Noah’s reaction to this was not a very positive one. Luckily, learning that his locker partner would be his friend Isaac helped to soften the blow. Still, sixth-grade boys sharing a space that’s about 12 inches wide and under six feet tall is no small feat.
That said, the way I see it, it’s good practice for when Noah moves into a college dorm room down the road (and we’re breaking out that college dorm checklist). Or when he graduates and decides to move to New York – where he will undoubtedly spend a fortune on a 500-square-foot apartment shared with a roommate. All in good time.
Meanwhile, when it comes to sharing a locker at school, setting some ground rules is important to avoid overstepping boundaries or even winding up with a case of jealousy between friends – or a bevy of other issues.
Read on for tips to help two students manage this small space for the next nine months.
Organization is key
Donna Lindley, founder of Organize Your World in Rochester Hills, and Dr. Jennifer Friedman, dean of student learning at Hillel Day School in Farmington Hills – where Noah attended school during his shared-locker era – agree that organization, communication and collaboration are crucial for a successful year of locker sharing.
From an organizational standpoint, Lindley highly recommends locker shelves. “Shelves not only help students better utilize an already small space but also set physical boundaries so that locker partners know exactly where to put their books and belongings.”
Locker shelves – a staple among back-to-school supplies – can be found at just about any store selling school supplies, including Target, Walmart, Organize It, Staples and Office Max – not to mention Meijer locally and Amazon anywhere.

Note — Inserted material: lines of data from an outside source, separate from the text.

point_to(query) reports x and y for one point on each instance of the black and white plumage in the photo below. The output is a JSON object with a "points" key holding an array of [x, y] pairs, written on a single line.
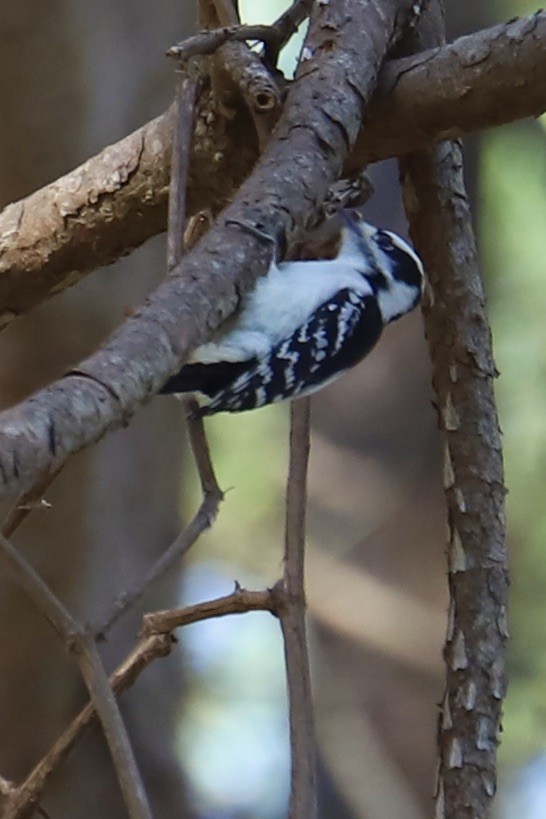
{"points": [[305, 323]]}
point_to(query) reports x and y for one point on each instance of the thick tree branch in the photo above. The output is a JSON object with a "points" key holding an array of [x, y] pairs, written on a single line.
{"points": [[346, 44], [463, 373], [118, 199], [303, 781]]}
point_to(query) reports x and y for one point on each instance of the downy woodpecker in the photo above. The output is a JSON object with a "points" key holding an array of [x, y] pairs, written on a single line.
{"points": [[305, 323]]}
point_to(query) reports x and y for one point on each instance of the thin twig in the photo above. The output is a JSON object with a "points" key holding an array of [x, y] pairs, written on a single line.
{"points": [[156, 641], [75, 637], [114, 728], [178, 240], [226, 13], [303, 793], [184, 109], [207, 42], [204, 518], [29, 501], [240, 601], [459, 337], [23, 801], [286, 26]]}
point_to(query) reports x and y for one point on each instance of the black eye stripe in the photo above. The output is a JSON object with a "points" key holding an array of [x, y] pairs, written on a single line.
{"points": [[384, 241]]}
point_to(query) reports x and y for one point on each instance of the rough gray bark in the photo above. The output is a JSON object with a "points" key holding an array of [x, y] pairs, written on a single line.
{"points": [[118, 199], [320, 123]]}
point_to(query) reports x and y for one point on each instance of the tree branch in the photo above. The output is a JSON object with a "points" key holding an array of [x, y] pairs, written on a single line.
{"points": [[463, 373], [303, 790], [118, 199], [346, 43], [156, 642]]}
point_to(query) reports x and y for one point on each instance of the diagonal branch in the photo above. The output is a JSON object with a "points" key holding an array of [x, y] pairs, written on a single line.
{"points": [[118, 199], [156, 642], [346, 43]]}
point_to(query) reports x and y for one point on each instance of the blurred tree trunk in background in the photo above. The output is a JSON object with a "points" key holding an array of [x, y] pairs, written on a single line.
{"points": [[75, 76]]}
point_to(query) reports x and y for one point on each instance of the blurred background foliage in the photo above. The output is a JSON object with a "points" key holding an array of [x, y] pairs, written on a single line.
{"points": [[376, 572]]}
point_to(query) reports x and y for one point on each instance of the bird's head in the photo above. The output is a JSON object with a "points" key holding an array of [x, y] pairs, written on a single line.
{"points": [[392, 267]]}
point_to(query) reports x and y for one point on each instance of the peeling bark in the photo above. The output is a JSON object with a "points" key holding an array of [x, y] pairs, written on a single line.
{"points": [[118, 199], [345, 46]]}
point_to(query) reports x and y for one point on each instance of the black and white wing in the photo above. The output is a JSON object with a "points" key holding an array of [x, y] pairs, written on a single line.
{"points": [[338, 334]]}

Lindley also suggests labeling the spines of binders and, if allowed by the school, books so students don’t accidentally take the wrong binder or book.
Working with differences
Remember that two different personalities are coming together in a small space. That means conversation is key. For one thing, as trivial as it may sound, Lindley recommends students talking in advance and deciding who will get which hook.
“Doing what you can to minimize conflict and promote collaboration is crucial for successfully sharing a locker. With any relationship, it’s about making compromises,” says Friedman, who oversees academic and social-emotional learning at Hillel, which has an early childhood program through eighth grade.
“In first through fourth grade, we share cubbies and desks, so the students are used to sharing space. However, as they become tweens and teens, their own space becomes very important to them,” says Friedman. “They can make their own space in different ways with their lockers. Shelves can set visual boundaries and decorations can make a locker feel like it’s theirs by reflecting their personality.”
However, before decorating, Friedman again recommends students chat with each other so they know the other person’s likes and dislikes. For example, if your locker partner does not like the color pink, it’s obviously best to avoid any vibrant fuschia locker wallpaper.
In the past, Friedman has seen students get creative with Fathead sports team decals, locker chandeliers, mirrors, magnets and family photos. A Hillel student once had a magnet collection from all the places he visited over the summer.
Tips for locker sharing
Other tips to give students to ensure a successful year of sharing a locker include coaching them to consider the following:
- Plan to meet periodically before or after school to clean out your locker together. Each person should make a take-home-pile, a trash pile and a stay-at-school pile.
- Pens and pencils always seem to disappear. A magnetic pen/pencil holder on your locker door is a great way to ensure you always have something to write with. It’s probably easiest to share a supply with your locker partner instead of keeping track of which pens are yours.
- Resist the urge to use your locker as a garbage can. With every piece of paper, if you don’t need it, toss it.
- After each class, put the books and folders you’ll need to take home in your bag so you do not forget them. This will help you stay organized and give you more space.
- Respect your partner’s personal belongs and don’t borrow or take his or her things without permission.